Toujours dans le cadre de la conférence « Long métrage et création graphique » du Festival d’Annecy, nous avons découvert Young Perez (à poings fermés), un projet de long-métrage inspiré de faits réels, écrit et réalisé par Jean-Jacques Kahn et Franck Van Leeuwen.

Les faits, les voici : né en Tunisie en 1911, le jeune Victor Younki se passionne rapidement pour la boxe et part pour la France. Sous le nom de Young Perez, il devient à 20 ans le plus jeune champion du monde de la discipline. Mais la gloire sera suivie par sa chute : la belle vie sera de courte durée. Après une relation amoureuse avec l’actrice Mireille Balin, celle-ci refuse sa demande en mariage. Perez se met à perdre.
Alors que la guerre éclate, Perez reste en Europe. Malgré son statut de juif tunisien, il refuse de se conformer aux règles imposées par Vichy. Arrêté en 1943, il sera déporté à Auschwitz. En 45, lors de l’évacuation partielle du camp et des marches de la mort, il sera abattu par un SS.

Le film suivra cette trame, avec une narration située du point de vue d’une amie d’enfance de Perez, restée amoureuse de lui malgré son départ et sa relation avec Mireille Balin.

Young Perez  Young Perez
Jean-Jacques Jauffret (producteur, Explicit Films) et Franck Van Leeuwen (réalisateur)

Young Perez évoque un sujet pour le moins difficile, et c’est précisément cette raison qui a poussé l’équipe à opter pour l’animation, qui permet de représenter l’inimaginable.

Toute la démarche graphique du projet découle d’ailleurs des faits et de l’époque. Franck Van Leeuwen nous a expliqué que la démarche graphique s’inscrit en rejet frontal du mouvement néo-classique et de son accent mis sur la perfection des lignes, tout simplement parce qu’il débouchera sur les mouvements artistiques appréciés des fascismes européens.

Au contraire, le film proposera une image « ouverte », avec des formes déconstruites, un univers visuel dans lequel personnages et décors se fondent. Les influences visuelles vont de Rembrandt à Carpeaux, en passant par l’artiste brut Soutter. C’est en fait un véritable cours d’Histoire de l’Art que nous a proposé Franck Van Leeuwen, manifestement passionné et profondément investi dans le projet.

D’autres choix techniques et artistiques atypiques ont été faits : refus de passer par le storyboarding classique, par exemple. A la place, l’équipe est passée par des prises de vue dans MotionBuilder et de la motion capture. Cette dernière a été préférée à l’animation en keyframe de façon à privilégier les « accidents », les mouvements incontrôlés des acteurs, la sortie des stéréotypes.

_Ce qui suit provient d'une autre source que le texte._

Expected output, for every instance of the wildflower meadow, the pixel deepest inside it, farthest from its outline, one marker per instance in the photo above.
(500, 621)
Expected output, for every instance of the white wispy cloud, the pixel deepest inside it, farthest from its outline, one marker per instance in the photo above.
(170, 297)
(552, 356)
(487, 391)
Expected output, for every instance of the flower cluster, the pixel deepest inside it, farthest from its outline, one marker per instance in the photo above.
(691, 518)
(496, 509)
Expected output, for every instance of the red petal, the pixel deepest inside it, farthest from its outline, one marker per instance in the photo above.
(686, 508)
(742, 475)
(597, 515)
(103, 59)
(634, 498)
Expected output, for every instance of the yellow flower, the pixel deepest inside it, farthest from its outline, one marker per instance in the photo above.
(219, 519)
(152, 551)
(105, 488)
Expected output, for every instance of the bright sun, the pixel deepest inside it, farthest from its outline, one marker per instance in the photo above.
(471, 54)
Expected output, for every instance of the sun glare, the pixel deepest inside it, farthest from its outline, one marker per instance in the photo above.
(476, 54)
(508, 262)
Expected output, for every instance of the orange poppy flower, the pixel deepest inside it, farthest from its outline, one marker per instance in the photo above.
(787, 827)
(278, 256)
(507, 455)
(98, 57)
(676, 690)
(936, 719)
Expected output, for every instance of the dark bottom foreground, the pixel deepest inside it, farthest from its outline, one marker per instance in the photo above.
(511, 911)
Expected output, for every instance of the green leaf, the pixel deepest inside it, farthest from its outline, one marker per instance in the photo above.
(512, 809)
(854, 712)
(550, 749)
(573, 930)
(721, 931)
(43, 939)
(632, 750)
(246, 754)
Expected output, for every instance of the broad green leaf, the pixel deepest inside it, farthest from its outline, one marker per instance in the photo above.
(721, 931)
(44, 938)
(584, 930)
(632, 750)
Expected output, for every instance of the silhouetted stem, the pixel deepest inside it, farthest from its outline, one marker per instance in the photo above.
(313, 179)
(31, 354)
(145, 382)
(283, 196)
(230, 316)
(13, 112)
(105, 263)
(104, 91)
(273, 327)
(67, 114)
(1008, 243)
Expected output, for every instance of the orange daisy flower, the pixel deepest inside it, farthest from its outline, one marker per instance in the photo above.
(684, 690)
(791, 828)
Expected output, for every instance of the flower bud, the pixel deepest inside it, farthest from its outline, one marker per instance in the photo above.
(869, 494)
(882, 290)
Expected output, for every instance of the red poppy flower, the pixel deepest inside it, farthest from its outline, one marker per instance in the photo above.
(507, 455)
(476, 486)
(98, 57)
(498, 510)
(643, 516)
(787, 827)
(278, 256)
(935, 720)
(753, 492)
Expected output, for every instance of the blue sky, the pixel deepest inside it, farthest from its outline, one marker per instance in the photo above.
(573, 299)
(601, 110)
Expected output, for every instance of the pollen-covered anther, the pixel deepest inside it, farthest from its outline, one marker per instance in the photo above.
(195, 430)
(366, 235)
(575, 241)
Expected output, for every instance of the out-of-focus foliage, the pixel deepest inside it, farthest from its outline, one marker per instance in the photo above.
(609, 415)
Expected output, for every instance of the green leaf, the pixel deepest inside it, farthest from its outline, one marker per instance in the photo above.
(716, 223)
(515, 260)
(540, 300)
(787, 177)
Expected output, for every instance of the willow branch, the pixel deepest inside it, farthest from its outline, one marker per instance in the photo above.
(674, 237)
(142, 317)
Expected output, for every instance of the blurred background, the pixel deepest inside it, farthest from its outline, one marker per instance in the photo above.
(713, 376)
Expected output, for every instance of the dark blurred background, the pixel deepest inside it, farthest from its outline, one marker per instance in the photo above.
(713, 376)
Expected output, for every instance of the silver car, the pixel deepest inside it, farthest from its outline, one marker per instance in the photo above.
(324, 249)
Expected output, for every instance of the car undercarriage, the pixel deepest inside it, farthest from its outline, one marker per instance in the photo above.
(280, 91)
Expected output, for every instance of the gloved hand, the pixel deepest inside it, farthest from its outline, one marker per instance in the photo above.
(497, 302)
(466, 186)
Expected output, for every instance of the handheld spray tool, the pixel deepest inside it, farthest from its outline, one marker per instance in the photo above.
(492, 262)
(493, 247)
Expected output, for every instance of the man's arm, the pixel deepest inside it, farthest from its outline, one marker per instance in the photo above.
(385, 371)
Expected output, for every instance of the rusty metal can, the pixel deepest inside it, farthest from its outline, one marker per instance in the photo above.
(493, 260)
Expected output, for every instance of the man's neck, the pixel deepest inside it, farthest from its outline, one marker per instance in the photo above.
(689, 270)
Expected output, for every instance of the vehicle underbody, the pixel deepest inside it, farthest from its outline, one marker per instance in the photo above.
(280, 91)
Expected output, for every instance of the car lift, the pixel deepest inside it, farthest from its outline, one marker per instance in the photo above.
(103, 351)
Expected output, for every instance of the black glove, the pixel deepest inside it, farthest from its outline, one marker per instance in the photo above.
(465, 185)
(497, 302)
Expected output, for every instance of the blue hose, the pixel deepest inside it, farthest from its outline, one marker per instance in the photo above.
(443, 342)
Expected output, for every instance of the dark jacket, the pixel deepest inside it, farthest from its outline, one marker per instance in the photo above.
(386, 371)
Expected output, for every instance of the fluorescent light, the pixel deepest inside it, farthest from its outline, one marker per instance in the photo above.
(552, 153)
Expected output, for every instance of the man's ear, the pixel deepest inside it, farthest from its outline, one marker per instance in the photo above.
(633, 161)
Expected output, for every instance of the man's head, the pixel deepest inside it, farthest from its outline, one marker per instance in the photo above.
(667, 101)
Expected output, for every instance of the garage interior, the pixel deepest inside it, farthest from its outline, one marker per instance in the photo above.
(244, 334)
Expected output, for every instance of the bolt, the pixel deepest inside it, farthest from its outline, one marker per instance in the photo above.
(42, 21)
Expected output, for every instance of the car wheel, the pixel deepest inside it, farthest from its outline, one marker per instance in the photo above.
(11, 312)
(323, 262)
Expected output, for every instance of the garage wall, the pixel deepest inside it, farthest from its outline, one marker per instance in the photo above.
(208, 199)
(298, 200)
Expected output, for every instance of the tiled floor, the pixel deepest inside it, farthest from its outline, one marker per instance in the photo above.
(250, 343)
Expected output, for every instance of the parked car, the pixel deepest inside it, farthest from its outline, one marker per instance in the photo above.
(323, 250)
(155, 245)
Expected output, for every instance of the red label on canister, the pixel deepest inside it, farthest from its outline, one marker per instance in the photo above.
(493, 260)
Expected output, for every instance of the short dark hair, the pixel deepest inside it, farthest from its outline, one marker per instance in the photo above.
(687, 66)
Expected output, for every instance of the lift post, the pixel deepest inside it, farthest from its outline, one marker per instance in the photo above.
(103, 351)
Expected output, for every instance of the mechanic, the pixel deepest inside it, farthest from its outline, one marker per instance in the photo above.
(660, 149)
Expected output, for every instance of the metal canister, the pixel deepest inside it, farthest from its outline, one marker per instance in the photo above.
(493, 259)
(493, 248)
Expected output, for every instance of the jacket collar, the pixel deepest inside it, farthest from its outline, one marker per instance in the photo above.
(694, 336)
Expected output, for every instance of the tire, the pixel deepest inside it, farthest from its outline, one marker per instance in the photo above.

Le projet devrait se concrétiser avec un budget de 6 à 6,5 millions d’euros. L’approche graphique est encore en cours de recherche : Franck Van Leeuwen travaille notamment sur la représentation des camps, qui n’est pas figée pour le moment. Il nous a indiqué qu’il envisageait d’exploiter volontairement l’uncanny valley : fortement liée au rejet de la mort, le sentiment de malaise et rejet qu’elle provoque pourrait être utilisé pour représenter l’horreur absolue.

Un sujet fort, une démarche atypique et motivée, une réflexion poussée sur le plan graphique : Young Perez, à poings fermés a de quoi retenir l’attention. De quoi espérer que l’équipe pourra rapidement boucler son budget et se lancer pleinement dans la fabrication.